Open
Description
Issue Type
Documentation Bug
Source
binary
Keras Version
3.7.0
Custom Code
No
OS Platform and Distribution
Ubuntu 22.04
Python version
3.12.8
GPU model and memory
RTX 5000 Ada
Current Behavior?
Running the code from this time series example does not produce the same number of parameters as the example output in the documentation. Further, the model does not achieve stated accuracy.
The colab link also has the same issue.
What is strange is that the doc's final dense layer has ~64K params while running the code produces 2x the mlp unit input, which is 128. I tried increasing it to see if that fixed the problem, but it seems that there is something structurally different between how this code runs on 2.4 vs 3.7.0.

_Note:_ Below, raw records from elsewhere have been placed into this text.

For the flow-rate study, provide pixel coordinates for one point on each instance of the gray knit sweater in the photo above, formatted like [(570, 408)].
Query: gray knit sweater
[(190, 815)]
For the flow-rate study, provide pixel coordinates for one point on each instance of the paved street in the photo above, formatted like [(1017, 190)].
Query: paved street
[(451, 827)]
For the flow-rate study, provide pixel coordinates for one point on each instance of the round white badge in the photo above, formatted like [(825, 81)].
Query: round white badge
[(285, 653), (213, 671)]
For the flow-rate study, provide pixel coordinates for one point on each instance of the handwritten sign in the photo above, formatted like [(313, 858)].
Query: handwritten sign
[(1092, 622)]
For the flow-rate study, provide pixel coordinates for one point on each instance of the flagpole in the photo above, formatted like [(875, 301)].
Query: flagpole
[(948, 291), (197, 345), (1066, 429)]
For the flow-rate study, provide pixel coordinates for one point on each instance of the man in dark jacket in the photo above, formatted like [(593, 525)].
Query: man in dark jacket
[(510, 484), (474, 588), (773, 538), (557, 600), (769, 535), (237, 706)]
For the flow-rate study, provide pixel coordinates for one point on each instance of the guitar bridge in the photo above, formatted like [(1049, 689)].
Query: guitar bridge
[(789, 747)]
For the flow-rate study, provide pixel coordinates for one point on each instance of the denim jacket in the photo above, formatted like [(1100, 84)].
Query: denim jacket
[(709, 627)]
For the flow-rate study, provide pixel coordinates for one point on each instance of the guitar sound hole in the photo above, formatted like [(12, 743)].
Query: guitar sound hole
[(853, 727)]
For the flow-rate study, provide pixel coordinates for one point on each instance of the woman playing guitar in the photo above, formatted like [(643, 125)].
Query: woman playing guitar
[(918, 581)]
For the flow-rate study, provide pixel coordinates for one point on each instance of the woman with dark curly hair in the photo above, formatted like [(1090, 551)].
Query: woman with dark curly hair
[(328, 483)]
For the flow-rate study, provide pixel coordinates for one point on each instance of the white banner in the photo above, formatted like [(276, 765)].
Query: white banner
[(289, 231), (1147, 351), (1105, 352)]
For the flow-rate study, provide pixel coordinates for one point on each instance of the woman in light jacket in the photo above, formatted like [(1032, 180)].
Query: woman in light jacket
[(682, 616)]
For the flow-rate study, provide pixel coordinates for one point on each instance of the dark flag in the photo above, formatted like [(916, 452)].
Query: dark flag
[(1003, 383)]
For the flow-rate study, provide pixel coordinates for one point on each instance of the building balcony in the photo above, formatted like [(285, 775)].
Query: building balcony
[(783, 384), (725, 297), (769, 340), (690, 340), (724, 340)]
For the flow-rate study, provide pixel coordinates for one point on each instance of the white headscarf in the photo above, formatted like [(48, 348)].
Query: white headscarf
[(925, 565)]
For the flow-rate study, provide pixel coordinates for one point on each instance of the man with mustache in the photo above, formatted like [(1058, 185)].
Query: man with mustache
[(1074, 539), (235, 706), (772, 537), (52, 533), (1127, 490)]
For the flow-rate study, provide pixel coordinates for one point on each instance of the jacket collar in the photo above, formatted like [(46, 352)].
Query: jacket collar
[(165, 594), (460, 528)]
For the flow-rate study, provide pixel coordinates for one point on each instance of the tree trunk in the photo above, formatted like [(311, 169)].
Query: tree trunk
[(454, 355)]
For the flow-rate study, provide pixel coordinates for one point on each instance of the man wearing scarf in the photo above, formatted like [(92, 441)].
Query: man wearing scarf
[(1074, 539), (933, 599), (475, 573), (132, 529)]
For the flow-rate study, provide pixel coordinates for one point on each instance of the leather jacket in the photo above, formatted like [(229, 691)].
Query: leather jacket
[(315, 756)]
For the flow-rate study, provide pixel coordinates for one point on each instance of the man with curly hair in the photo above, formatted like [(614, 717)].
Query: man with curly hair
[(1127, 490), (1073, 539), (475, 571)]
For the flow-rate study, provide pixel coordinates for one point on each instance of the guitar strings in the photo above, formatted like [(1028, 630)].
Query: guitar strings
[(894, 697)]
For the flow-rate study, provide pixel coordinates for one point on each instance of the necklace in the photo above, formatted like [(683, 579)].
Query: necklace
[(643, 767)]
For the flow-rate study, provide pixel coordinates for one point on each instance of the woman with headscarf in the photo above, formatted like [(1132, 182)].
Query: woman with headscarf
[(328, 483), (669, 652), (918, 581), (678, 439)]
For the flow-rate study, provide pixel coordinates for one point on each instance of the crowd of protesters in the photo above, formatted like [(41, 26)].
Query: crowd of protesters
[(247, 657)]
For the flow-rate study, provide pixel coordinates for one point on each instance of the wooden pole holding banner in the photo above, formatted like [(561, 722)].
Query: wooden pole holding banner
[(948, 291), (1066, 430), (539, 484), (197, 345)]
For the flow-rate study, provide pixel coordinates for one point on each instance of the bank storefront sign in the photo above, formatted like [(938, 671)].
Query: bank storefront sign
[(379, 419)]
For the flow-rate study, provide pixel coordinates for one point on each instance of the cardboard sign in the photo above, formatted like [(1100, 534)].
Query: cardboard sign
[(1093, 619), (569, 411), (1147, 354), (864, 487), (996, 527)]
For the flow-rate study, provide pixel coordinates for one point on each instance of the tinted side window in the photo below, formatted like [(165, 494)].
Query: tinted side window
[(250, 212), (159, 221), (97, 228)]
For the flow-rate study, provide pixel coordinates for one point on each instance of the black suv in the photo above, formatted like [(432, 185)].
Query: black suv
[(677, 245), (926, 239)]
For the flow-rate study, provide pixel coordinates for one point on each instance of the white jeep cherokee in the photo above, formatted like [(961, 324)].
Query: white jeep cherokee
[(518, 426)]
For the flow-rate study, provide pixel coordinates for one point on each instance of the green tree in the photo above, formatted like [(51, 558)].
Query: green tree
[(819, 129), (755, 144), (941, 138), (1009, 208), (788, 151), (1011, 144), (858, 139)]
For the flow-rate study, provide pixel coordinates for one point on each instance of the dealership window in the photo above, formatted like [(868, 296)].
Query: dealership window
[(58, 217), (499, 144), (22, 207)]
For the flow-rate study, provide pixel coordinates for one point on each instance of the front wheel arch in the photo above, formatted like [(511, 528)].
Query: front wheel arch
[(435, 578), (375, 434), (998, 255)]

I expected the close to the same output as what is documented on the page.
Standalone code to reproduce the issue or tutorial link
You can run the colab example:
* https://colab.research.google.com/github/keras-team/keras-io/blob/master/examples/timeseries/ipynb/timeseries_classification_transformer.ipynb)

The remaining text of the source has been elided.